It's important in any organisation to document how things are done, that is, the processes, so these can be standardised and used uniformly across the organisation.
Likewise, with any testing including Acceptance Testing, a level of documentation is required to ensure the value of acceptance testing is realised.
By developing test cases, the actual tests and the sequence in which they are run can be captured. Once tests are captured in test cases, a structured way of testing can be conducted, where results can be captured consistently across all tests.
Every test case requires a name, along with a series of tasks which make up that case. The test case must also include details of whether the test to be run from it, has passed or failed the test case.
Test case development is not rocket science, it is a simple, easy and effective way to conduct acceptance testing.
One of the simplest applications to use, is the Calculator on Microsoft's Windows operating system. Other operating systems such as those by Apple, Linux and so on, also have simple, easy to use calculator applications, which can be used for this introduction into developing a user acceptance test.
First let's look at what a calculator can do. Some of the things a calculator can do are listed below.
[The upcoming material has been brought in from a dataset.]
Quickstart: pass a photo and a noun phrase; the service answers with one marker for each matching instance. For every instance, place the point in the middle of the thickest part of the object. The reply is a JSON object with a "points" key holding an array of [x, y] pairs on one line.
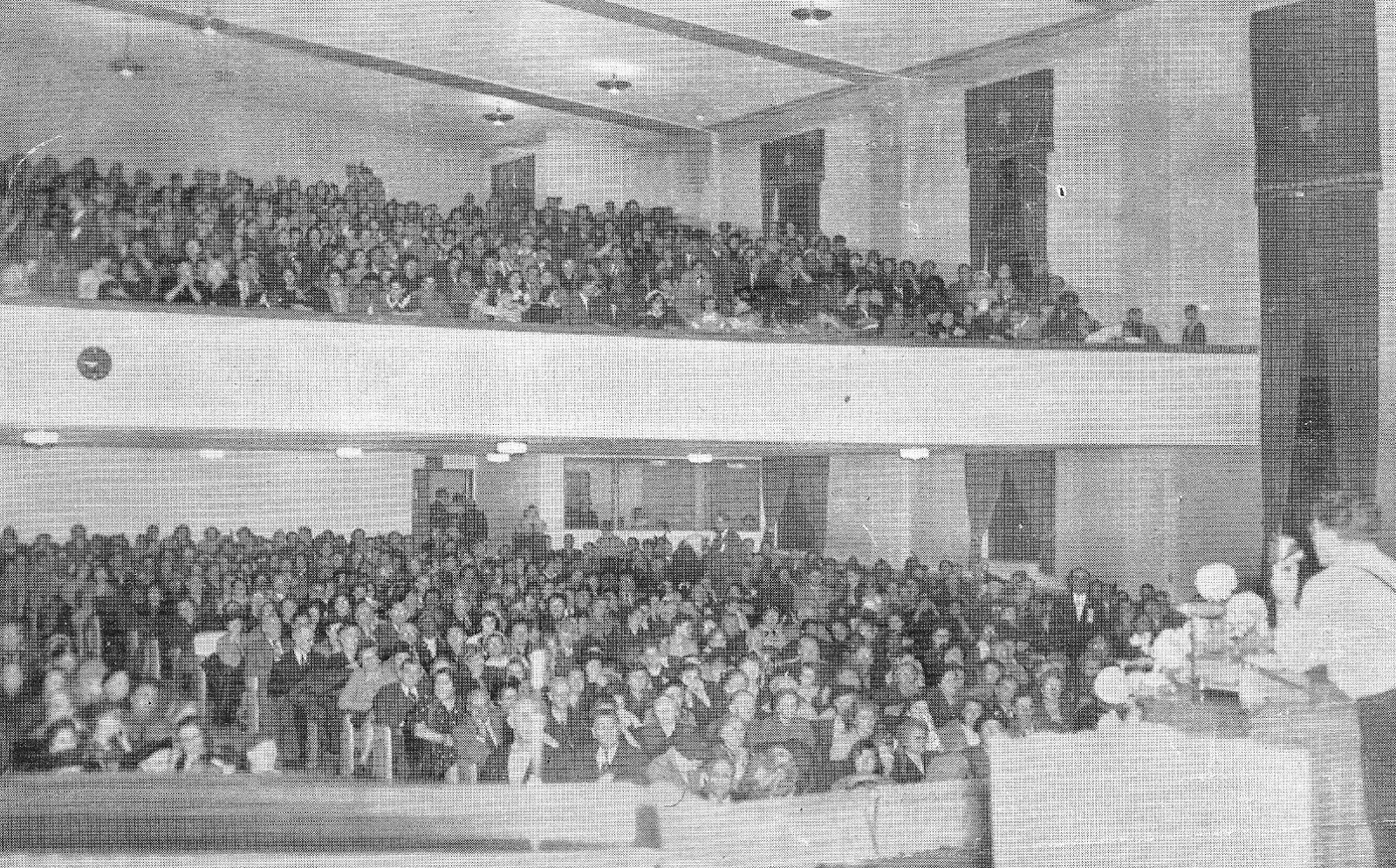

• Add two numbers together
• Subtract a number from another number
• Divide a number by another number
• Multiply two numbers together
• Store a number in memory
• Clear the memory
• Partially clear a calculation
• Cancel a calculation
• Determine the square root of a number
• Determine a percentage of a number
There are of course many more features available, however in a UAT, we will only test a subset of these features, typically focussing on the common ones.